Saturday, April 26, 2008

The noble savage, redux

I grow weary of Middle America.

Not in a Reverend Jeremiah Wright way (although I think I understand what he said, and I think he's been misconstrued and hypertrophied in embarrassingly anti-intellectual ways by the press and the political engines that stand to benefit by it). No, I grow very tired indeed of the Romantic notion of Middle America.

Middle America is the post-modern Noble Savage in press and politics, both demonized (bitter, ignorant, incestuous, oblivious) and canonized (the folk of the nation, salt of the earth, somehow more real and more valuable than we jaded cosmopolitan souls fallen from the Eden of nature.) Let me tell you something: Middle America is imaginary.

I must confess that seeing American Gothic brought me to tears. Its subtle and compelling wit is eloquent indeed, and I suggest that you go admire the original if you ever have the chance. Prints and digital images fail quite utterly.

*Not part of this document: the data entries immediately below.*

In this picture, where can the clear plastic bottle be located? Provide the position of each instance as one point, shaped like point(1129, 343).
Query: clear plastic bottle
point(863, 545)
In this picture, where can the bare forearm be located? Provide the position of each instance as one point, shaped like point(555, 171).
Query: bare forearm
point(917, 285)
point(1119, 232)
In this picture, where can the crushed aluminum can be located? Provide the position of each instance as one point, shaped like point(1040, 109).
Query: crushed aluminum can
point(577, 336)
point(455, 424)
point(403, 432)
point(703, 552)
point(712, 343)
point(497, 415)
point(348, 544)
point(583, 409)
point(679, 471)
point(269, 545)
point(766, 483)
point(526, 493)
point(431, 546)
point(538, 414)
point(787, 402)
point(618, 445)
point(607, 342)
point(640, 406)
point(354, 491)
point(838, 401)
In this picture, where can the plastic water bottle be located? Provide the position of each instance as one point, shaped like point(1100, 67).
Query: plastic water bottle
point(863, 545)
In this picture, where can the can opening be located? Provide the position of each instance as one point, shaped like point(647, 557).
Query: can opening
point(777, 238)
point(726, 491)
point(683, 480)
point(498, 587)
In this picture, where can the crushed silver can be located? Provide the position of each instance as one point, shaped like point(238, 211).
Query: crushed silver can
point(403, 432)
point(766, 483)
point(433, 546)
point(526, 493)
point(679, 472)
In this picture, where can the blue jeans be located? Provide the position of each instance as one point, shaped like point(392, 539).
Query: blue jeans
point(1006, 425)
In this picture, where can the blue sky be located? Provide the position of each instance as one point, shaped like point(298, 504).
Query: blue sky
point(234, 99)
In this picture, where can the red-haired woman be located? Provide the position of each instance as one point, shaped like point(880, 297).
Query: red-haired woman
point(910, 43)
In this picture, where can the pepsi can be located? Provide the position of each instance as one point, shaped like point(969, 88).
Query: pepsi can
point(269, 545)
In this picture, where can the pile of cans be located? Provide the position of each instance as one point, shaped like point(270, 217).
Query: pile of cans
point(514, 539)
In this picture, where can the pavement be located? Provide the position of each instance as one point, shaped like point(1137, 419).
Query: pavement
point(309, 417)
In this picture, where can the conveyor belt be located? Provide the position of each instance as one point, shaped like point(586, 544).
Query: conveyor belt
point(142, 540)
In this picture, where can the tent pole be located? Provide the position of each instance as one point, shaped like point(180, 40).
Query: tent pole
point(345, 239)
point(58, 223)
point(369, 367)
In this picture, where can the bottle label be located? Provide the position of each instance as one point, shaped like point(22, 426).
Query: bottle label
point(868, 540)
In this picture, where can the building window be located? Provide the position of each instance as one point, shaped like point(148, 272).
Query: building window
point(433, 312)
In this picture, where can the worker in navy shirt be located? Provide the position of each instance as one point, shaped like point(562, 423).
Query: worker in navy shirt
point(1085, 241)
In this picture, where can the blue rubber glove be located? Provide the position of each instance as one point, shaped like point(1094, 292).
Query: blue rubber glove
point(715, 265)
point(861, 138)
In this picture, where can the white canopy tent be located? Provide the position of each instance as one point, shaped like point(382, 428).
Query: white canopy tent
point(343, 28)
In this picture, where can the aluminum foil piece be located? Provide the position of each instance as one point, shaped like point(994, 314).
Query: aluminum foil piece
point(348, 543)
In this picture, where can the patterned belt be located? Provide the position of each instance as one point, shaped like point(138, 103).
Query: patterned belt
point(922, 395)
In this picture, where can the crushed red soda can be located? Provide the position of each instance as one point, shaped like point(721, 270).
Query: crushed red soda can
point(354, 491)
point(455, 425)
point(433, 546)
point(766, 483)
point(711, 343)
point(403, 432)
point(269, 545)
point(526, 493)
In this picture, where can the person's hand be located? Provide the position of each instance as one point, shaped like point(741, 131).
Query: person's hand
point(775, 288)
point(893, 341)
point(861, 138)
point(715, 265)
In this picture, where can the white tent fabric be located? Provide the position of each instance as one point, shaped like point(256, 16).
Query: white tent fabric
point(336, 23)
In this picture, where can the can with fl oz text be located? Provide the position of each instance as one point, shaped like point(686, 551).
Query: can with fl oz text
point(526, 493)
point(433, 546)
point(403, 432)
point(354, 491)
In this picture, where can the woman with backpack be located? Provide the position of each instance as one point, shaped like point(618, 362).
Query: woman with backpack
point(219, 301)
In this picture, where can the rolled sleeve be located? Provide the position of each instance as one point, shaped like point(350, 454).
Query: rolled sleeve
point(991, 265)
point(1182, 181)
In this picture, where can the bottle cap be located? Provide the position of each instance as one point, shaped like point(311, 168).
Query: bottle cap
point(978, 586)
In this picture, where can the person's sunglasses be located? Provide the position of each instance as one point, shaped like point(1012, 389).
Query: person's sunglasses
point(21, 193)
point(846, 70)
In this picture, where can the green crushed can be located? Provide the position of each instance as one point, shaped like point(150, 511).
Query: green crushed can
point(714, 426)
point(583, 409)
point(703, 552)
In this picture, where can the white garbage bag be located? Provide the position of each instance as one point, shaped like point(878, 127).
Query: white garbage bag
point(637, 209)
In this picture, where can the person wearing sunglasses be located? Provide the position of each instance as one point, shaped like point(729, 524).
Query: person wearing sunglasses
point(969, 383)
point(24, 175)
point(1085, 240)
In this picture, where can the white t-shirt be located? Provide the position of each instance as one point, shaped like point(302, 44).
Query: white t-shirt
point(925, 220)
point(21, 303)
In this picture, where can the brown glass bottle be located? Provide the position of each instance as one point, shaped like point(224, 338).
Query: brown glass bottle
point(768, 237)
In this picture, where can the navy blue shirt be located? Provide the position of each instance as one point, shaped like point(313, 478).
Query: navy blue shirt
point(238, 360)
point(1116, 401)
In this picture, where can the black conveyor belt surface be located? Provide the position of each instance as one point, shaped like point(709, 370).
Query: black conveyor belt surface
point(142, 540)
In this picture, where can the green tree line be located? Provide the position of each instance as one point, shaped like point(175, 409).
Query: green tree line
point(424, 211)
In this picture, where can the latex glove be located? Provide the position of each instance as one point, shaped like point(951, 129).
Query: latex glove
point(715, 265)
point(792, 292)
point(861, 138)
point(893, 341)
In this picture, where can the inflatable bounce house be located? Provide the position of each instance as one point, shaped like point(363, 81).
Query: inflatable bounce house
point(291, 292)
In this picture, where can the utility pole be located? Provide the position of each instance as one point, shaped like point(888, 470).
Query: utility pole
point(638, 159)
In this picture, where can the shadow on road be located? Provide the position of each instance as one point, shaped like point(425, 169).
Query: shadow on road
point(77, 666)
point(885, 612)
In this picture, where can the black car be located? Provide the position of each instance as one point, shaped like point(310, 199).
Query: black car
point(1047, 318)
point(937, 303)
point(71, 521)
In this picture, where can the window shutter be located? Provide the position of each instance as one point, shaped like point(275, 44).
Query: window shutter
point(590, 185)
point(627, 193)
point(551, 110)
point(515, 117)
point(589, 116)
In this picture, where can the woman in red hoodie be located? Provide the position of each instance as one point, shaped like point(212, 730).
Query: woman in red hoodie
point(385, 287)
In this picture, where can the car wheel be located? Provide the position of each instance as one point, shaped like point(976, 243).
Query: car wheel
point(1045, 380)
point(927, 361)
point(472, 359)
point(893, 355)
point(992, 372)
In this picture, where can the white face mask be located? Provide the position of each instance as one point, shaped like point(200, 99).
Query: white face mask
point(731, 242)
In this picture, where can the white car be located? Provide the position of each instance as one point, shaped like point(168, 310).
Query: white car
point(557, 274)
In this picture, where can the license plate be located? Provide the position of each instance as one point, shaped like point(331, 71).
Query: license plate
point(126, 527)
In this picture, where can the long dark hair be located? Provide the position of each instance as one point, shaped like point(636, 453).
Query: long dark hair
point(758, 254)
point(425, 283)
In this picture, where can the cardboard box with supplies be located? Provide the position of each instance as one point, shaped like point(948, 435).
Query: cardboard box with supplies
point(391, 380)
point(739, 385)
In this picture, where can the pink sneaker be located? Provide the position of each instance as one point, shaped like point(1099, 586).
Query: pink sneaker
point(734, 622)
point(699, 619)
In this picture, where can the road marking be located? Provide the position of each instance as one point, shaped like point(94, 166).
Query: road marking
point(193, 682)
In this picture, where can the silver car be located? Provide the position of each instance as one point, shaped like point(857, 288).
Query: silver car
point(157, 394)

One of the haunting things about that painting is the forthright and arresting look of the man. He is looking back at the viewer. Although he is uncommonly orderly (look at the way the pitchfork tines, stitching of the overall, and shirt pleats echo one another) and his expression is grave, it is his attentiveness that captures the viewer. His wife, restless and thoughtful, has her eyes on something else -- perhaps something that escaped the couple as they worked past their first bloom of youth and on into their homely middle years. Behind them, the rounded trees, the tidy landscape, and the stately home show the modestly magnificent and hard-won fruits of their labor.

It is the discontent, the inscrutability, and the uncannily returned gaze that give this picture its magnificence. The respectful attention to the details of orderly and respectable life; the evidentials of hard labor, the diacritics of proud frugality, the withering into thin and dour ghosts of what was evidently a fierce young couple. A Romantic notion: belatedness. Too hard a life for Eden, and too much focus on putting Nature into orderly straight lines; we work to create our own little corner of paradise until we are trapped upon our path. We retire to live upon the fat of our labor in middle or old age, when para-gliding and war are sadly beyond our capacities and, bewilderingly, no longer tantalizing. It is a tragic image, as I see it -- a tragedy of constricting liberties and fading, unsatisfied youth. (Your mileage may certainly vary.)

Yet this couple is a caricature, and the image depends on that loving caricature for its success. They are archetypally our collective parents, our roots. They expect something of us: do we measure up?

The Romantic poets were obsessed with the idea that they had come too late. Too late for Nature, too late for Classical grandeur, too late to live in God's garden. We work; we age; we die; we are not living myths. The inherence of the noble savage concept to this world-view is hardly surprising: primordial Man, casting an immortal heroic shadow on a landscape of Nature. It is the desirable antithesis to what we feel we are.

In lazy political rhetoric, the Founding Fathers cast such shadows: they are culture heroes who transcend the bonds of mere mortality (or fact, as it happens.) Lately, Middle America -- generalized, robbed of its true grit, complexity, and intellectualism, faded into pastel red-white-and-blue and caricatured immensely -- has begun to acquire some of the same sepia luster.

Friends, this is the problem: art and life are not the same thing.

Honor thy father and thy mother. Enjoy your retro "comfort food." Quote the Founding Fathers (better still, READ what they wrote and know them as something that was flesh, blood, and brain, not cartoon.) Hell, put flags all over your vehicles if you want. But try, for the love of your country, not to lump together large parts of its citizens and predict their responses as if they belonged to a native, innocent, and somehow prior condition. If there is a real Middle America, it is in the present, it shares the blood or glory on the hands of ... (what's the alternative? Edge America?), and it must make its decisions the same way we all do: by thinking of its own future. There is no part of the country that resembles the Jerry Springer Show in its social dynamics, and no part that resembles the Super-Friends' Justice League, either.

Reporters and political campaigners, I beg you to stop telling these people what they think. I'm interested in seeing their frank and returned gaze break down my expectations, instead.


Sam said...

Beautiful essay, Ducks.

I do have to point out what the woman is looking at, though, because it is clear (to me) that she is watching her (grand)child doing something potentially, but not immediately, dangerous -- like, say, running near a industrial combine.

Ducks said...

Thank you! I had been chewing on that particular rant for a couple days. It had to get out, like steam from a pressure cooker. The blog is my valve.

Hee hee! I would so much rather see the projected peril of a foolhardy young relative than the end of her youth as the source of her suppressed and restless panic... and when I'm thinking of it, I do. :)

I think it's odd how affecting I find that painting. One grows up with the image, further caricatured by Bugs Bunny or Popeye or the Addams Family, and yet it retains the power to move us. Impressive.